Question
What will be the highest officially-reported SWE-bench Pro score (percent) for Anthropic's most capable generally-available model, as of around the end of May 2027?
The forecast for Anthropic's highest officially-reported SWE-bench Pro score by the end of May 2027 is driven by two primary factors: the resolution of current export-control restrictions on its top-tier models, and the expected deceleration of benchmark gains as SWE-bench Pro approaches practical saturation.
Current Baseline and Trajectory As of June 18, 2026, Anthropic's top generally-available (GA) model is Claude Opus 4.8, which scores 69.2% on SWE-bench Pro anthropic.com.
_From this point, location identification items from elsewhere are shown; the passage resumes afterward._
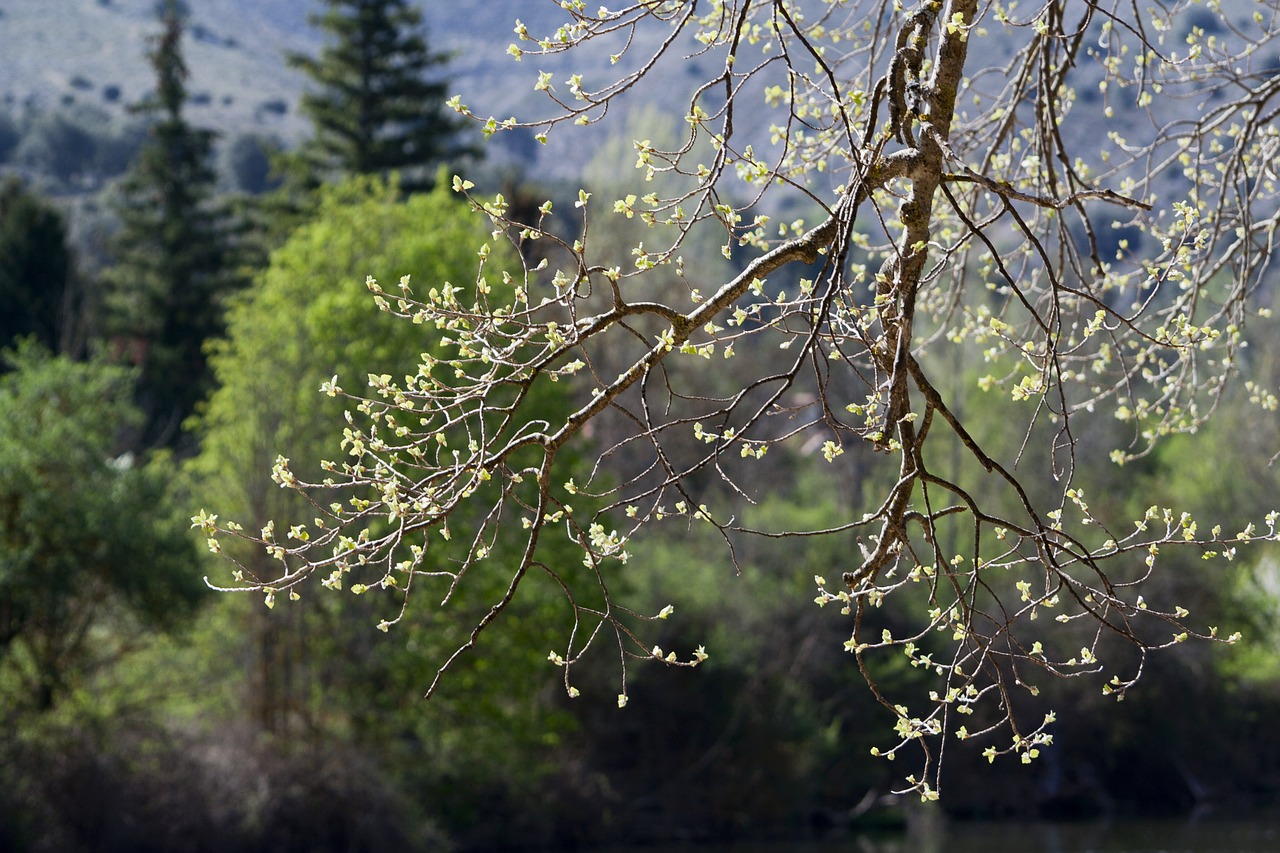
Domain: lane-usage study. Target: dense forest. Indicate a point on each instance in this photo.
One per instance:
(182, 308)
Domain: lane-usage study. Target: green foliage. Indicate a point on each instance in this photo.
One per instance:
(36, 270)
(87, 538)
(173, 251)
(373, 106)
(318, 662)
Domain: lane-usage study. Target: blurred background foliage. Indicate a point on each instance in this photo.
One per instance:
(140, 712)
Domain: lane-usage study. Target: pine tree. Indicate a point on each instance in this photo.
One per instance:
(373, 106)
(173, 252)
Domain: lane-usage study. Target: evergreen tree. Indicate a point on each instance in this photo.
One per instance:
(173, 252)
(373, 106)
(37, 290)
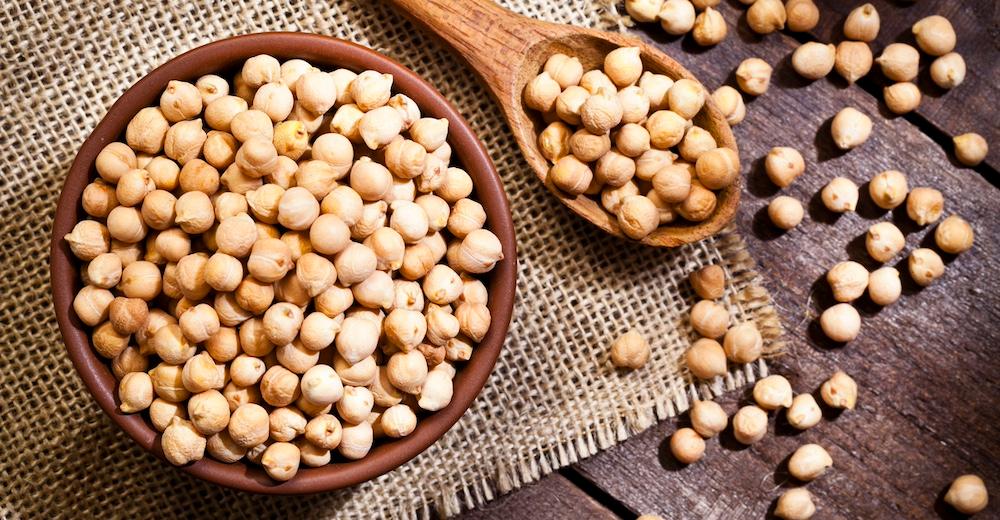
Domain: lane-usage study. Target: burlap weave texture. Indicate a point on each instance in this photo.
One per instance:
(553, 398)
Anthropic's higher-tier Mythos-class model, Fable 5, achieved 80.3% at its June 9 launch vellum.aianthropic.com before being globally suspended on June 12 due to a US BIS export-control directive anthropic.comanthropic.com. Prior to this suspension, vendor-reported progress was extremely rapid: Opus 4.6 scored 53.4% in February, Opus 4.7 hit 64.3% in April, and Opus 4.8 reached 69.2% in May, before the tier-jump to Fable 5's 80.3%. Anthropic is heavily incentivized to maintain this momentum, backed by a massive $47B revenue run-rate and a $65B Series H compute-expansion round anthropic.com.
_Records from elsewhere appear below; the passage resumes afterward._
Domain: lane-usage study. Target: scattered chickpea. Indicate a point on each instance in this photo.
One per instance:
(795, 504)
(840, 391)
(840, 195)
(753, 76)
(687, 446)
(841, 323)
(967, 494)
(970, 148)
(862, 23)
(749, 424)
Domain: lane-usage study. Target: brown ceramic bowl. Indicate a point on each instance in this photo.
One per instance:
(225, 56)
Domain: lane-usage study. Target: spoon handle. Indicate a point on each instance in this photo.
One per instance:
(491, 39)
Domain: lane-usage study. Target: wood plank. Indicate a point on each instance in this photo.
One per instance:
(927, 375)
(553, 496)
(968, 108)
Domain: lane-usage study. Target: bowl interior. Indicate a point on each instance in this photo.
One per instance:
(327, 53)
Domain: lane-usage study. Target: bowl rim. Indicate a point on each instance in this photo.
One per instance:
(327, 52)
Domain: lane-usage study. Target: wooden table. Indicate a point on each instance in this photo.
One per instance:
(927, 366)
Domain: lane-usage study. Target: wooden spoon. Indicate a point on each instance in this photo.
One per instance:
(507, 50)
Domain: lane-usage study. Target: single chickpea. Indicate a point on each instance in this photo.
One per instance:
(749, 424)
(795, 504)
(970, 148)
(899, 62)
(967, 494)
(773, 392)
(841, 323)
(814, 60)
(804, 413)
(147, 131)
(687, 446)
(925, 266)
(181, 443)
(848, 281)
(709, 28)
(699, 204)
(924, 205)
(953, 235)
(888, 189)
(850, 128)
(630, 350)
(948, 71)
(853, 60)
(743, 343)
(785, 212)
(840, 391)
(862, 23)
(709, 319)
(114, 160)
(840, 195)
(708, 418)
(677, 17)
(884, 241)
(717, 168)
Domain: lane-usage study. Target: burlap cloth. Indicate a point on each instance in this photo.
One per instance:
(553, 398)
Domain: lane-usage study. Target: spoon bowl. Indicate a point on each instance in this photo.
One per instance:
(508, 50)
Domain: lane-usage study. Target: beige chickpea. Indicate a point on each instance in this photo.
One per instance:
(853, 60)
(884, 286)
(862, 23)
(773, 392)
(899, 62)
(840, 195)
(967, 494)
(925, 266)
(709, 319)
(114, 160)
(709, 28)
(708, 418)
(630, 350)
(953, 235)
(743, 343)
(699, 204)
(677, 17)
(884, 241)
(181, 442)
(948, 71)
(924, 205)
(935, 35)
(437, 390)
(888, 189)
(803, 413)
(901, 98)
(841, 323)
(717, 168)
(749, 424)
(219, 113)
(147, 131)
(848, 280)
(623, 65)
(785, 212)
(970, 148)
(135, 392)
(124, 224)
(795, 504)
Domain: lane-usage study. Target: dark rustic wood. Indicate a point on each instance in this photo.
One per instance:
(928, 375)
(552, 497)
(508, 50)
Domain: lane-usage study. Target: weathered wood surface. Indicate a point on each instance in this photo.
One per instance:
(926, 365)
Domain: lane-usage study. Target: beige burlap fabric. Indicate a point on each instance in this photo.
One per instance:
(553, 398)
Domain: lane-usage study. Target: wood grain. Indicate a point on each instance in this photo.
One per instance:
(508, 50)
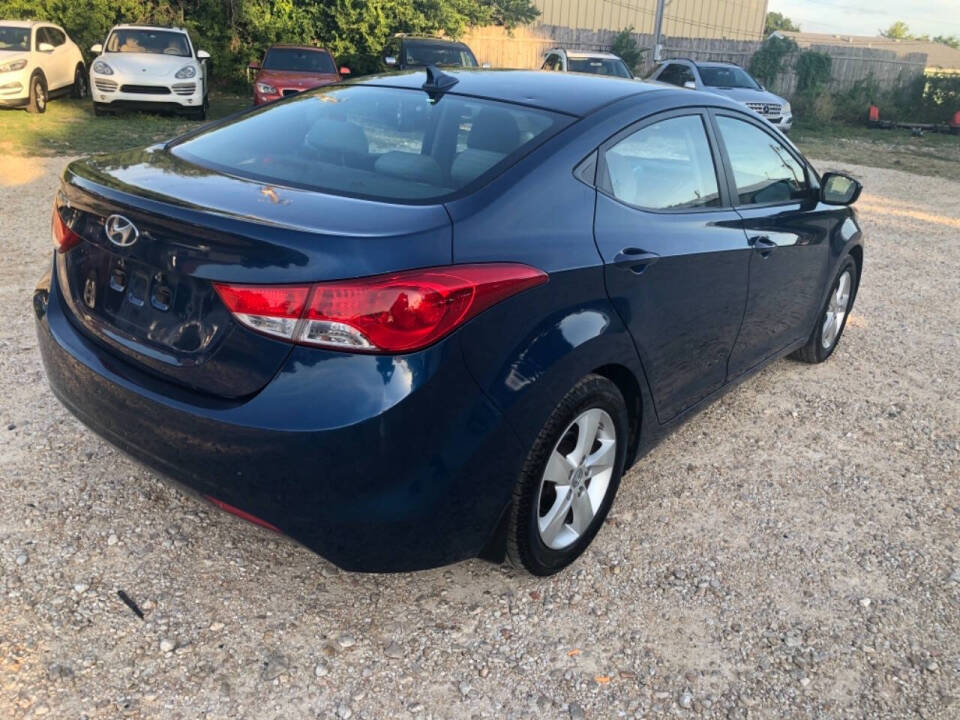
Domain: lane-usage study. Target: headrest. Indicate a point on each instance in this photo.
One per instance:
(337, 136)
(494, 130)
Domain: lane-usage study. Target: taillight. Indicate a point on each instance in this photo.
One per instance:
(63, 237)
(399, 312)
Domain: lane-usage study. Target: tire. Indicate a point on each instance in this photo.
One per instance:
(79, 90)
(536, 544)
(828, 330)
(38, 95)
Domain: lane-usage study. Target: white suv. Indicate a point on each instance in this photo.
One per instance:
(143, 67)
(38, 61)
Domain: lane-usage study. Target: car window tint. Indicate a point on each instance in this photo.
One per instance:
(14, 38)
(156, 42)
(382, 143)
(664, 166)
(57, 38)
(764, 170)
(299, 60)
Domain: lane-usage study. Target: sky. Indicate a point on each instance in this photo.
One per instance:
(866, 17)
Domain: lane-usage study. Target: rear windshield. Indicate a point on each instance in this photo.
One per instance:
(438, 54)
(727, 77)
(12, 38)
(297, 60)
(381, 143)
(599, 66)
(155, 42)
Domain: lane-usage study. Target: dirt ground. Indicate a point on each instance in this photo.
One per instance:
(792, 551)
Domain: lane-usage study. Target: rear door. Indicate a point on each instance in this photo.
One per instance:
(775, 196)
(676, 258)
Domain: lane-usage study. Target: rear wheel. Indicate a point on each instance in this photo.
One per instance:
(570, 478)
(38, 95)
(79, 82)
(833, 317)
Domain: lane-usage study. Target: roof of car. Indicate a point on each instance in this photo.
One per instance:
(570, 93)
(125, 26)
(585, 53)
(295, 46)
(430, 40)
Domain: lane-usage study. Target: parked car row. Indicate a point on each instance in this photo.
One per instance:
(147, 67)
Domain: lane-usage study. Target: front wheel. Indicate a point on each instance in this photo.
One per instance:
(38, 95)
(833, 317)
(569, 479)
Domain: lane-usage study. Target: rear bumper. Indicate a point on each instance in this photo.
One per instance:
(376, 463)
The Impact of Export Controls The dominant uncertainty over the next 11.5 months is whether a Mythos-class model (either a restored Fable 5 or a compliant successor) will be generally available. Given the immense commercial pressures and the likelihood of negotiating compliance measures (such as rigorous KYC implementations), there is a high probability that Anthropic will resolve the suspension. If a Mythos-class model returns to GA status, the baseline score shifts immediately to at least 80.3% and climbs from there. The lower tail (p10 of 77.0, p25 of 82.33) accounts for downside scenarios where the export ban persists long-term, forcing reliance solely on the Opus line—which would realistically still climb into the high 70s or low 80s over the next year—or a scenario where a harder 'Pro v2' benchmark is introduced, resetting scores lower.
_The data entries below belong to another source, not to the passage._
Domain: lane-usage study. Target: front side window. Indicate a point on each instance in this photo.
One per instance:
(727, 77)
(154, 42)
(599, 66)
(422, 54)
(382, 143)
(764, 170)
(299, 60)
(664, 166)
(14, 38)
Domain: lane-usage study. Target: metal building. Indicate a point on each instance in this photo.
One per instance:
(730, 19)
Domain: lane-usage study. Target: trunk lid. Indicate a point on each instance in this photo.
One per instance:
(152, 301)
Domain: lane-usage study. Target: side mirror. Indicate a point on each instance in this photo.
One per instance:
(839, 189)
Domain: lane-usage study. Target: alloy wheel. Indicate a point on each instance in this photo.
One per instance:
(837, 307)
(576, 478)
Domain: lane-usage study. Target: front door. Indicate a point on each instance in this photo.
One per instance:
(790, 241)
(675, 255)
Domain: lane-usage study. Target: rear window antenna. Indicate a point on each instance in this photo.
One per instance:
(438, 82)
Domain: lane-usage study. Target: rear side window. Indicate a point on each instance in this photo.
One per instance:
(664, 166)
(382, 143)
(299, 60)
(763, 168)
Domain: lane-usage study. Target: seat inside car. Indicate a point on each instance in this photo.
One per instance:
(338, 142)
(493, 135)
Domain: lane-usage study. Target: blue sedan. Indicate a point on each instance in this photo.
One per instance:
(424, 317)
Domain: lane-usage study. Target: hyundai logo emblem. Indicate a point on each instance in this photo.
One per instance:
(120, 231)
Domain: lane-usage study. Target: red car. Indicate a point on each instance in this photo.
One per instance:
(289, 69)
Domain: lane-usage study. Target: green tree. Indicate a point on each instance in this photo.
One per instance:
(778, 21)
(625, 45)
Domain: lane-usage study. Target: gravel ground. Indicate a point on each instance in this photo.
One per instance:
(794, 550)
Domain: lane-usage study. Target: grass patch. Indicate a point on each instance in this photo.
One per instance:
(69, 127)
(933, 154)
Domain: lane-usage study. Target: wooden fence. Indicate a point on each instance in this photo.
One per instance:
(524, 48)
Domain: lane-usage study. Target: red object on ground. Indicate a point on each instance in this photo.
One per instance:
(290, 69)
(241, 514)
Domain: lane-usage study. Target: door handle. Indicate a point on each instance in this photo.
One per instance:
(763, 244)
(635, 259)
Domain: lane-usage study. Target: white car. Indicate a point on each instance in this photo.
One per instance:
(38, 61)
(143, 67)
Benchmark Saturation and Diminishing Returns While the historical point-gain trajectory is steep (+27 points over four months), future progress is expected to decelerate. The related SWE-bench Verified dataset has already saturated around the 95% mark anthropic.com. Although SWE-bench Pro is deliberately harder and has more headroom labs.scale.com, the remaining unsolved tasks likely contain irreducible noise, logical flaws, or extreme complexities that will resist straightforward benchmark optimization. Applying a standard error-halving heuristic from Fable 5's roughly 20% error rate implies an achievable score in the high 80s to low 90s by mid-2027. Consequently, the median estimate sits at 88.17%, with the upper tail (p90 of 95.0%) representing near-complete saturation of the benchmark, practically capped by the limits of the dataset's remaining flawed tasks.